Percebi que procurar pela felicidade não traz felicidade. E ao perceber isso desisti de procurar ser feliz.

O dia em que desisti de procurar ser feliz

Alguns episódios na minha vida deixaram-me bastante céptica em relação à felicidade. E sentir isso fez-me pensar, entre outras coisas, em desistir de escrever o blog – afinal, qual a razão de escrever sobre algo que questiono? Sentia-me uma pequena fraude que apregoa a felicidade e se sente tantas vezes infeliz. E esta é a verdade: sinto-me muitas vezes infeliz, triste e perdida.

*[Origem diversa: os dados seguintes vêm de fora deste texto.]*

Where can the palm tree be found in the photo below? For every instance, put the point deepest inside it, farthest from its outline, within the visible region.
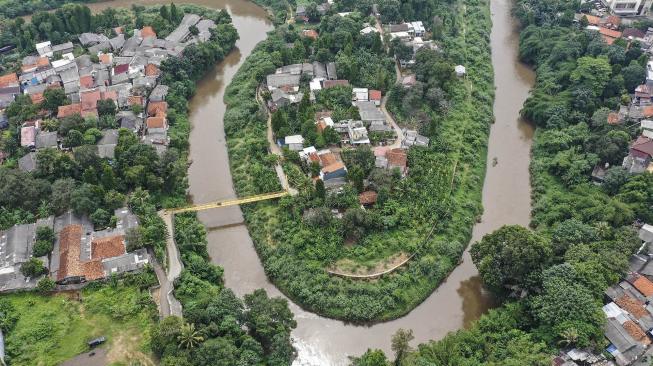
(189, 337)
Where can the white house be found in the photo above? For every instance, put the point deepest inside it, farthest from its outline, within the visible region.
(294, 142)
(460, 70)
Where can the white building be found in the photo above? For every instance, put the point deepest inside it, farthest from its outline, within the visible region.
(629, 7)
(294, 142)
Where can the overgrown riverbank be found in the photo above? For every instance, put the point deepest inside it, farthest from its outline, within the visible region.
(443, 188)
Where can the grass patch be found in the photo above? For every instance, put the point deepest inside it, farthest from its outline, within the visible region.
(51, 329)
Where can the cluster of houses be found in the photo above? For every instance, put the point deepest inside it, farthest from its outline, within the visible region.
(629, 316)
(412, 35)
(123, 70)
(80, 253)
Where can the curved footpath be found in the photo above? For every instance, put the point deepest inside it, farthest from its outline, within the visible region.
(460, 299)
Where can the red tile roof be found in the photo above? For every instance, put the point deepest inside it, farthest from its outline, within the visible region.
(8, 80)
(89, 99)
(151, 70)
(36, 98)
(86, 81)
(105, 58)
(43, 62)
(397, 158)
(367, 198)
(153, 108)
(644, 285)
(156, 122)
(135, 99)
(69, 110)
(119, 69)
(332, 83)
(636, 332)
(591, 19)
(310, 33)
(148, 31)
(333, 167)
(614, 118)
(633, 306)
(327, 159)
(108, 247)
(69, 249)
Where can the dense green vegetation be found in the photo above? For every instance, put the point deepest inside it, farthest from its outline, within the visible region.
(552, 278)
(48, 329)
(219, 328)
(441, 191)
(86, 183)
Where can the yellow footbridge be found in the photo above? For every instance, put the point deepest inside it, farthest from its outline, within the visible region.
(228, 202)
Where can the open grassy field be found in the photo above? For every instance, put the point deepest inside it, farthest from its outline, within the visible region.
(52, 329)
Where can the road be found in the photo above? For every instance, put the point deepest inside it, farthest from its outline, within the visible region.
(172, 305)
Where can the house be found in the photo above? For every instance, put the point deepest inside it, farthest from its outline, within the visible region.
(368, 30)
(159, 93)
(331, 71)
(375, 96)
(63, 48)
(319, 70)
(615, 118)
(647, 128)
(397, 159)
(639, 156)
(156, 124)
(280, 98)
(460, 70)
(646, 233)
(333, 171)
(412, 138)
(152, 70)
(127, 119)
(357, 133)
(409, 81)
(359, 94)
(274, 81)
(47, 140)
(147, 32)
(183, 29)
(28, 137)
(609, 35)
(44, 49)
(154, 108)
(369, 112)
(68, 110)
(326, 84)
(310, 33)
(294, 142)
(106, 147)
(9, 80)
(16, 246)
(629, 7)
(90, 39)
(367, 198)
(28, 162)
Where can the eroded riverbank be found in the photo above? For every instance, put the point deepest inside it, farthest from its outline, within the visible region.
(460, 299)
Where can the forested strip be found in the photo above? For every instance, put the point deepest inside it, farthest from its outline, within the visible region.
(552, 279)
(295, 254)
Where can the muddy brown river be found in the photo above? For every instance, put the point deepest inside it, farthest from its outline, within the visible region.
(460, 299)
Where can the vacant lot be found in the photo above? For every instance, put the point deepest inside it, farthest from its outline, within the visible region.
(52, 329)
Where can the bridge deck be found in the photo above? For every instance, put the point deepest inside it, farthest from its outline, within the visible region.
(229, 202)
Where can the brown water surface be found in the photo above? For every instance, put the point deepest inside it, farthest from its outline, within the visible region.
(461, 299)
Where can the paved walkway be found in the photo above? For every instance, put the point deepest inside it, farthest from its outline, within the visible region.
(174, 270)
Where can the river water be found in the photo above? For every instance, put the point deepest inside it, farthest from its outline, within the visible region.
(460, 299)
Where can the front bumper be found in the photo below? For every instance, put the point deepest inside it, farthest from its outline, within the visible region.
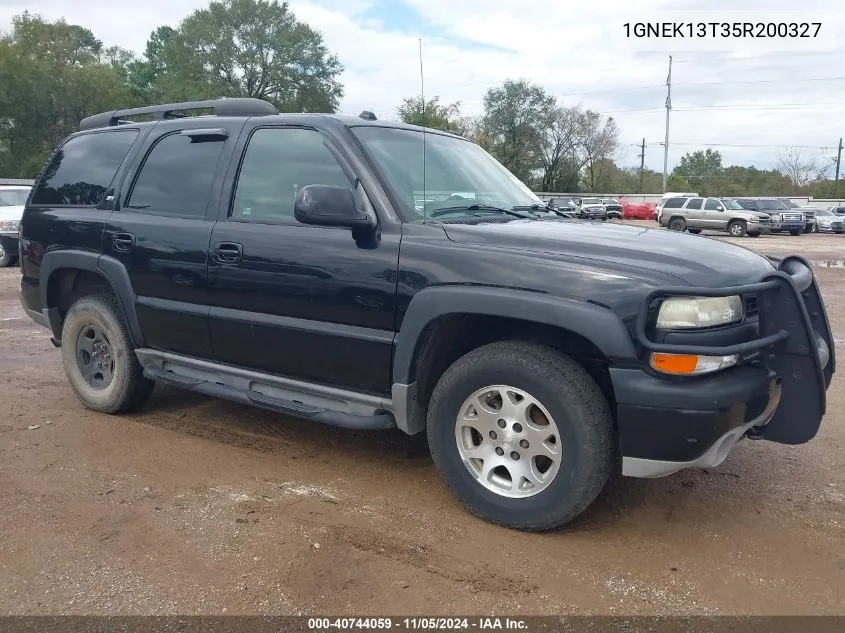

Então, perguntas-me: porque estás a escrever este post?

Porque no dia em que desisti de procurar ser feliz, foi o dia em que mais aprendi sobre a felicidade.

Eis o que aprendi: é bom procurares ser mais feliz, mas não te prendas demais às dicas, exercícios ou atalhos para a felicidade, pois acabas por condicioná-la. Há que deixar espaço para a felicidade simplesmente acontecer, sem estares sempre a pensar nela como um objectivo.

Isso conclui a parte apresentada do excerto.